Bu prosedüre daha önce rastlanmamış olsa da Mısırbilimciler daha önceleri aynı döneme tarihlenen ve tıpkı bu kılavuzda yazıldığı gibi yüzleri kumaş ve reçine ile kaplanan birkaç mumyayı incelemişti. Sofie Schiødt’a göre bu mumyalar, bu el yazmasında tarif edilen kırmızı bezli prosedüre tamamıyla uyuyordu.
Dört, Kilit Sayıydı
Louvre-Carlsberg Papirüsü’nde yer alan kılavuzun, mumyalanma sürecinin rekonstrüksiyonu bakımından önemi; sürecin dörtlü aralıklara bölünmüş olmasında, mumyalama işlemini yapanların mumya üzerinde her dört günde bir çalışmasında yatıyor.
“O günlerdeki bir mumyaya ait ritüel alayı, ölünün bedensel bütünlüğünü yeniden sağlama sürecinin kutlanmasından ibaretti ve mumyalama süreci boyunca neredeyse 17 alay toplanıyordu. Dört günlük aralıkların arasında vücut önce kumaşla sonra ise böcekleri ve leşçilleri uzak tutacak kuvvetli kokularla harmanlanan samanlarla kaplanıyordu.” diyor Sofie Schiødt.
Louvre-Carlsberg Papirüsü
Schiødt’un doktora tezi için üzerinde çalıştığı el yazması, Louvre-Carlsberg Papirüsü olarak adlandırılıyor. Bu ismin verilmesinin sebebi ise şu: Papirüsün yarısı Paris’teki Louvre Müzesi’ne aitken diğer yarısı Copenhagen Üniversitesi’nin Carlsberg Papirüs Koleksiyonu’na ait. Papirüsün bu iki parçası, easasında iki özel koleksiyoncuya aitti; papirüse ait bazı bölümler ise hala kayıp. Paleografi -sembollerin yapıları- göz önüne alındığında papirüs, MÖ 1450 civarına tarileniyor; bu durumda şimdiye dek bulunan ve mumyalamayı ele alan tek örnekler olan diğer iki metin, sanıldığından bin yıl daha önceye tarihlenmiş oluyor.

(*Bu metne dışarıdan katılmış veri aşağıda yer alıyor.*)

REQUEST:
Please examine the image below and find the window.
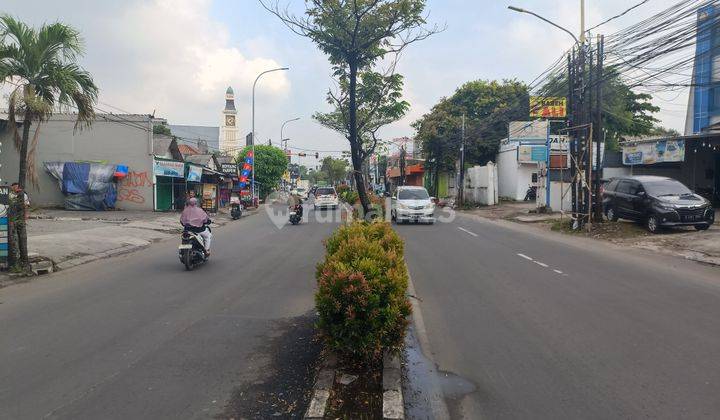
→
[617,181,630,194]
[605,179,620,191]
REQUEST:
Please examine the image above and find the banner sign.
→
[623,140,685,165]
[530,96,567,118]
[187,165,202,182]
[240,152,253,188]
[0,186,10,268]
[220,163,237,176]
[153,159,185,178]
[518,144,547,163]
[508,120,549,141]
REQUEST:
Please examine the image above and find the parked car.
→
[602,176,715,233]
[390,186,435,224]
[313,187,340,210]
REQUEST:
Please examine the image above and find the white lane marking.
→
[458,226,478,236]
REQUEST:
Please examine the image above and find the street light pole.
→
[280,117,300,149]
[508,5,585,44]
[250,67,290,205]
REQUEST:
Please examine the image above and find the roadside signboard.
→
[153,159,185,178]
[530,96,567,118]
[0,186,10,268]
[623,140,685,165]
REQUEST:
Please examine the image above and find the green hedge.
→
[315,222,411,362]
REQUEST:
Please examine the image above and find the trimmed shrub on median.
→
[315,222,411,362]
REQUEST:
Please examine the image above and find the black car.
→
[602,176,715,233]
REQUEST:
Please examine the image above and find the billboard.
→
[153,159,185,178]
[623,140,685,165]
[187,165,202,182]
[508,120,549,140]
[530,96,567,118]
[518,144,547,163]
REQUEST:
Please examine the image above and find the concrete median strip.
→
[304,355,337,420]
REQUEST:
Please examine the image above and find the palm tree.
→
[0,15,98,266]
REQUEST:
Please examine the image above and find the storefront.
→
[622,134,720,205]
[153,158,185,211]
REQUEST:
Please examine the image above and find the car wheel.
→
[646,214,660,233]
[605,207,618,222]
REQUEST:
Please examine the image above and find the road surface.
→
[397,215,720,419]
[0,207,336,419]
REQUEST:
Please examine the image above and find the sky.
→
[0,0,687,165]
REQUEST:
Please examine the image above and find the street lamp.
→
[280,117,300,149]
[508,2,585,44]
[250,67,290,205]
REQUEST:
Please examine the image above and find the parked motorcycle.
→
[524,185,537,201]
[230,203,243,220]
[290,204,302,225]
[178,220,211,271]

Antik Mısır’dan günümüze dek gelebilmiş en uzun ikinci tıbbi papirüs olan bu papirüsün büyük bir kısmı bitkisel tedavi ve cilt hastalıkları ile ilgileniyor. Spesifik anlamda ise bilinen en eski bitkisel inceleme olan ve kutsal bir bitki ile bu bitkinin tohumlarının görünüşü, yetişme ortamı, kullanım alanları ve dini önemini ele alan incelemeyi içerdiği gibi ay tanrısı Khonsu tarafından gönderildiği düşünülen cilt hastalıklarına dair ayrıntılı bir incelemeyi de bünyesinde barındırıyor.
Mumyalama İşlemi
Mezarın yakınlarında yer alan ve sırf bu amaç için inşa edilen bir atölyede gerçekleştirilen mumyalama, iki ana periyoda bölünmüş 70 günden meydana geliyordu: 35 günlük kuruma periyodu ve 35 günlük sarma periyodu.

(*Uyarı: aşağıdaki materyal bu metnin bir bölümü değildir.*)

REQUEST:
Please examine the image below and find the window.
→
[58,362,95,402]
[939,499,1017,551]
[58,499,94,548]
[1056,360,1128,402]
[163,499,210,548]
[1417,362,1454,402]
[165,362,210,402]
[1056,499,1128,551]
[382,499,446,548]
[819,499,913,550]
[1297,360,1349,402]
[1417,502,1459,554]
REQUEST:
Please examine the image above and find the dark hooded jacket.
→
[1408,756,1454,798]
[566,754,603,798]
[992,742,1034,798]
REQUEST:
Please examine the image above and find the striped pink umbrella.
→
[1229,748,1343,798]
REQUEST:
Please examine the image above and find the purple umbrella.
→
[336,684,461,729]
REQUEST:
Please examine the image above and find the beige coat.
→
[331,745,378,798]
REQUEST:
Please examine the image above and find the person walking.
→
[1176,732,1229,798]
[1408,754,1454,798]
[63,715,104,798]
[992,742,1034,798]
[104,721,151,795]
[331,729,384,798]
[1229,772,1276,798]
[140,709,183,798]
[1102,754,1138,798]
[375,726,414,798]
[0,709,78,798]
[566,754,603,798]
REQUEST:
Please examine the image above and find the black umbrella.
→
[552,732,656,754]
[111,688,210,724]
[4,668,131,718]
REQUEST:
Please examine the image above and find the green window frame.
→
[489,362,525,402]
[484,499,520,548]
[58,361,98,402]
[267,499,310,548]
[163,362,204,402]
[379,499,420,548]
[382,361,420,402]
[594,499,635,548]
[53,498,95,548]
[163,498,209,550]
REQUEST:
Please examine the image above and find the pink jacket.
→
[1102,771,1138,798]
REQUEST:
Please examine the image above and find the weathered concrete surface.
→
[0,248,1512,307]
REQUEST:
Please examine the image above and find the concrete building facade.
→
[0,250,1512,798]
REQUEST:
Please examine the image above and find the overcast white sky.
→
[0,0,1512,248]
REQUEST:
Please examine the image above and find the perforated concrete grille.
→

Kuruma periyodunda vücudun hem içine hem dışına kuru natron uygulanıyordu. Natron uygulaması; mumyalamanın dördüncü gününde, vücudun temizlenmesinden yani organlar ile beynin çıkarılması ve gözlerin alınmasından sonra başlıyordu.

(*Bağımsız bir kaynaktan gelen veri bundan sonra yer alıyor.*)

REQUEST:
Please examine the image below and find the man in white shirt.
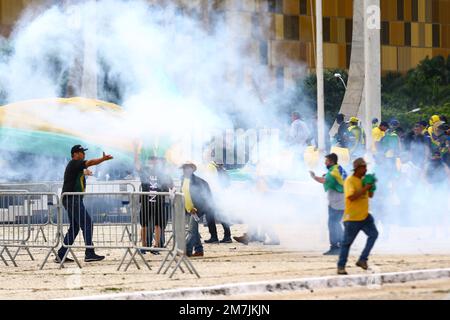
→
[289,112,311,148]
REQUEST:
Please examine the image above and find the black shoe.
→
[323,248,341,256]
[337,268,348,276]
[84,253,105,262]
[356,260,369,270]
[205,238,219,243]
[53,258,75,264]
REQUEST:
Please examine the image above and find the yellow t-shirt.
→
[181,179,194,213]
[344,176,369,221]
[372,127,386,152]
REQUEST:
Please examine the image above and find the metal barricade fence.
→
[50,180,137,194]
[0,182,52,192]
[0,192,199,277]
[59,192,137,268]
[0,191,60,269]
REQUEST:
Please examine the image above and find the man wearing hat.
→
[180,162,214,257]
[337,158,378,275]
[348,117,366,159]
[55,145,113,263]
[372,121,389,153]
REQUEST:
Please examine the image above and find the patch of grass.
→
[102,288,123,292]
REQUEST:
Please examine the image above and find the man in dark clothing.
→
[180,162,213,257]
[135,156,174,254]
[334,113,348,148]
[55,145,113,263]
[404,123,430,168]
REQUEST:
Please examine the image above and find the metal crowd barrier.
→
[0,191,60,269]
[0,183,52,192]
[59,192,199,278]
[0,190,199,278]
[49,181,136,194]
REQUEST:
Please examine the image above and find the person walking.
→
[310,153,347,255]
[348,117,366,159]
[55,145,113,263]
[334,113,348,148]
[180,162,213,257]
[337,158,378,275]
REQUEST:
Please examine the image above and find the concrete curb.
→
[69,268,450,300]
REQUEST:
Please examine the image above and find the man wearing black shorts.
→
[136,156,174,254]
[55,145,113,263]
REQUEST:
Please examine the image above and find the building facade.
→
[0,0,450,79]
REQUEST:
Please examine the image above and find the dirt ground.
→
[0,222,450,299]
[223,279,450,300]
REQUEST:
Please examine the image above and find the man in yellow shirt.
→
[338,158,378,275]
[181,162,214,257]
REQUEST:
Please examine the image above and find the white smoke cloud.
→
[0,0,450,251]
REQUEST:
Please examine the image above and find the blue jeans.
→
[338,214,378,268]
[58,196,94,258]
[328,206,344,249]
[186,216,203,255]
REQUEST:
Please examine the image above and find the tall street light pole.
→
[364,0,381,154]
[316,0,325,153]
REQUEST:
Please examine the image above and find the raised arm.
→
[86,152,114,168]
[309,171,325,184]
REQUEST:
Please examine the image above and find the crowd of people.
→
[55,113,450,274]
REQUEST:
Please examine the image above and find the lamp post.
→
[316,0,325,153]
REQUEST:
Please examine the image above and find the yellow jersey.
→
[181,178,194,213]
[344,176,369,221]
[372,127,385,152]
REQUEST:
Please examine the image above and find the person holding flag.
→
[310,153,347,255]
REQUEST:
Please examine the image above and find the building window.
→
[381,21,389,45]
[283,16,300,40]
[323,17,331,42]
[433,24,441,48]
[397,0,405,21]
[300,0,308,15]
[411,0,419,22]
[405,22,411,47]
[269,0,283,13]
[345,19,353,43]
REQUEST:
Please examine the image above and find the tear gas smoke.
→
[0,0,450,252]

35 günlük ikinci periyot, ölünün bandajlarla ve aromatik maddelerle kaplanmasına ayrılmıştı. Louvre-Carlsberg Papirüsü’nde yer alan yüzün mumyalanmasına dair tasvir, bu periyoda aitti.
70 günlük mumyalama sürecinin tamamı, 4 günlük aralıklara bölünmüştü; mumyalama 68. günde bitiriliyor ve mumya, öbür dünyada yaşamasını sağlayacak ritüel aktivitelerinin yapıldığı son günlerini geçireceği tabuta yerleştiriliyordu.
University of Copenhagen. 26 Şubat 2021.
Makale: Sofie Schiødt’s Ph.D. thesis: Medical Science in Ancient Egypt: A translation and interpretation of Papyrus Louvre-Carlsberg.